I pull him a little closer.
“Wait, I’m gross.”
“Don’t care.”
He leans into me, and our lips meet, and it feels like coming home. Finally.
It’s barely more than a peck. After all, we are outside, and sweaty, and Baz’s aunt isn’t far in front of us. And, admittedly, we are both more than a little gross right now. But kissing Baz again feels like taking the first breath after a deep dive, and I find myself not caring about how the numpty flesh has dried onto my arms, and how Baz’s mouth kind of tastes like blood.
“Missed you,” I murmur against his lips. “So much.”
“You, too.”
—
I sit in the back seat with Baz, for the drive to Pitch Manor. I semi-clumsily bandage his leg— it’s been hurt for so long that Fiona’s healing spells didn’t do much. The nurse back at Watford, or a doctor, will be able to help. or, so I tell myself.
He winces as I wrap a long strip of bandage over the part of his leg that’s actually cut. I’ve put a little antiseptic cream on it, and that always stings. His lower leg’s at a bit of a weird angle, so I think it might be dislocated, maybe even broken. I don’t know anything about injuries. Which is surprising, considering how many I tend to get.
Fiona’s still playing Queen, and Baz is humming along. We stop at a Macca’s about half an hour into the drive, and I stay in the car while Fiona runs in to get all of us something to eat, especially Baz, who looks like he hasn’t eaten since he was kidnapped. I stay in the car, with Baz. Apparently Fiona has something against drive-thrus. Or, maybe, she’s actually being observant and decent, and giving us some time alone.
While she’s gone, I find Baz’s hand. It’s cold, and covered in barely-visible scars from all the scratches Fiona healed. The scars will fade, soon.
The tips of his fingernails are rough, and a trickle of cold runs down my spine when I realise it’s because he had scratched at the inside of the lid of the coffin, to no avail. Suddenly, I can’t breathe, at the thought of him trying to escape, and not being able to, and waiting for help for so so long, and—
“Hey. What are you thinking, Snow?”
“It’s just— I don’t know, Baz, I—”
“Look at me, Simon.”
I do. His eyes don’t look so grey, like they did when we first got him out. Now they look silver.
“I’m fine. Or, I will be. We’re fine. We can go back to school, and to our room, and everything will go back to normal. Alright?”
I don’t know if I want things to go back to normal. Normal, for us, is fighting, and what we have now is something entirely different.
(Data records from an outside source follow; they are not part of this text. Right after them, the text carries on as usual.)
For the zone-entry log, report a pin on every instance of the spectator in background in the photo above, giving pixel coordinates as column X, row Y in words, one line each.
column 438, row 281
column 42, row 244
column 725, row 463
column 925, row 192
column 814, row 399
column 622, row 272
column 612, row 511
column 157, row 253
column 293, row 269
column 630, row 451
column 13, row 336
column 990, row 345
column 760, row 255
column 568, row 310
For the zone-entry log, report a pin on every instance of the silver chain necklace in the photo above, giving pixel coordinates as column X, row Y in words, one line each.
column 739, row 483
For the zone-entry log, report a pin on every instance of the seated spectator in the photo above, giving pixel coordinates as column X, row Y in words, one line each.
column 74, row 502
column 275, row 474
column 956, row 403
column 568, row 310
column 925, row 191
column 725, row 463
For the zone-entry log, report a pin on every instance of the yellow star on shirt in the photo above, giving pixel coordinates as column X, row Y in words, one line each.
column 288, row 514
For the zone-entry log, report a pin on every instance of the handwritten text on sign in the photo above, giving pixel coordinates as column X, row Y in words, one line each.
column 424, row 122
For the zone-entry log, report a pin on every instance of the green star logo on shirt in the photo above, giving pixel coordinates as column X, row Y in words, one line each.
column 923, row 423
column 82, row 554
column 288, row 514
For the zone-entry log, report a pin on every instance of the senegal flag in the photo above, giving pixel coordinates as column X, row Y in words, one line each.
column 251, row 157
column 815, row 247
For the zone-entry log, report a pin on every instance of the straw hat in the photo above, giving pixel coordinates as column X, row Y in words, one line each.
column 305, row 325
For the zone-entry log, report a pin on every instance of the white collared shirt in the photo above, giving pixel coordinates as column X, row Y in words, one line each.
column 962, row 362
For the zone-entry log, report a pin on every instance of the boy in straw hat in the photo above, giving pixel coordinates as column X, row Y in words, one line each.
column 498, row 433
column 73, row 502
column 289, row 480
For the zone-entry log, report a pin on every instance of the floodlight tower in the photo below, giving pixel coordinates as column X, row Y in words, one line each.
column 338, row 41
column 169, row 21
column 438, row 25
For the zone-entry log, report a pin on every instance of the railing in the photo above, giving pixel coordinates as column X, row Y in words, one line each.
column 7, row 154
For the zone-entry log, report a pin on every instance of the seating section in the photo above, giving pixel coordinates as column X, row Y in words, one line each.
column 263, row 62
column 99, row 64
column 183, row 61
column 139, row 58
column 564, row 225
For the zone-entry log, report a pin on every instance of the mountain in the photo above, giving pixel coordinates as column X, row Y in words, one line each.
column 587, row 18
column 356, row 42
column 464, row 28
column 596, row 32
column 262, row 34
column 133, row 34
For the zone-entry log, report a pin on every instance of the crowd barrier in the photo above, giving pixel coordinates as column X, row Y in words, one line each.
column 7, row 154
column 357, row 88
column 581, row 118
“I know, it’s just, what if we hadn’t found you? I know I said before that we would’ve, eventually, but—”
“But you did. Look, we should talk about this at some point, but right now I just want to be here with you. Alright?”
“Alright.”
He unbuckles his seatbelt, and shifts, grimacing as he moves a little closer to me. He cards his fingers through my hair, before cupping my cheek. I press my forehead to his, and place my hand gently on his chest. I feel his pulse beat under my fingertips, and I let my breathing sync with his. His eyes flutter shut, and he lets his hand fall to the nape of my neck.
I just want to be close to him. Desperately. It’s been too many weeks.
I lean into his touch, and press my lips to his. We’re actually alone, this time, and he sighs into the kiss. I gently bite his lip, the way I know he likes, and the hand that isn’t in my hair tightens on my waist.
Just as I’m about to slip my tongue into his mouth, Fiona pulls open the car door on the driver’s side, and Baz almost jumps away from me.
He yelps, his bad leg jolting in a way that makes even me cringe. Fiona looks at us quizzically.
“Be more careful, Basilton. Can’t have you making that leg even worse. Why did you move, anyway?”
“No reason,” he says, too quickly. I’m blushing. His lips look almost pink, where I bit them. My hair’s a mess, and his looks even messier than it did. She raises an eyebrow at him, and climbs into the front seat, handing us both Big Macs.
I’d have thought we’d gotten away with it, if I didn’t see Fiona wink at Baz in the rear-view mirror. I look at him, and smile a little guiltily. He smiles back.